Pancho Daniel (?–1858) was a Californio bandit, leader of the Flores Daniel Gang who was lynched in November 1858 while awaiting trial for his involvement in the murder of Los Angeles County Sheriff James R. Barton.

==Biography==
Together with Juan Flores, Pancho Daniel led a band of fifty robbers in California. In 1857, the gang was reported to have robbed and murdered a German shopkeeper named George W. Pflugardt. Sheriff James Barton investigated the murder and, despite being warned against pursuing the band, he began to search for them. They were ambushed by the gang and Barton was killed, along with four of the men with him. Pancho Daniel was eventually captured in January 1858, and brought to Los Angeles to await trial.

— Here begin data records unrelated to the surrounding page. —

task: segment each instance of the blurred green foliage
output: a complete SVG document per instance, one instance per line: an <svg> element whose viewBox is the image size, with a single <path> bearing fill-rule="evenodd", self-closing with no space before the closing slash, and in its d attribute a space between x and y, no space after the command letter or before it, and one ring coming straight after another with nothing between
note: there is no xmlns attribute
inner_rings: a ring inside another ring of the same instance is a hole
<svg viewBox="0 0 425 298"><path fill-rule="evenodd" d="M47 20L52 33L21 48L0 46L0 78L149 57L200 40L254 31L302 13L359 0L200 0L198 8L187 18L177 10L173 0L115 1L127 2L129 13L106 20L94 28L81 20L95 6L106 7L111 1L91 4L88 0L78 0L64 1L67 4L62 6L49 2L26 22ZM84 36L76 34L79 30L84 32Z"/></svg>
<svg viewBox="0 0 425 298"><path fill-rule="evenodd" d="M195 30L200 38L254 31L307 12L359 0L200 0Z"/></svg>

Daniel's defense attorney, Captain Cameron E. Thom, was dissatisfied with the jury that had been appointed for Daniel's trial, on the basis that he considered them unable to deliver an impartial verdict. When Judge Benjamin Ignatius Hayes dissolved this jury and appointed a new one, Thom insisted that the judge dissolve this one as well. Upon examining the third jury, Thom asserted that no jurors from Los Angeles would be able to be impartial in the case and requested for a trial in Santa Barbara County.

On 30 November 1858, a group of citizens of Los Angeles County gathered at the Los Angeles jail where Daniel was being held, dissatisfied with the delay in bringing Daniel to justice. Obtaining the keys from the jail keeper by force, some individuals brought Daniel out and hanged him from the cross beam of the jail gate. At the inquest, the judge returned a verdict of 'death from strangulation, by a crowd of persons to the jury unknown'.

California Governor John B. Weller labelled this lynching as a 'barbarous and diabolical execution', issuing a reward of $1000 for the arrest of the perpetrators. Despite this, those responsible were never identified.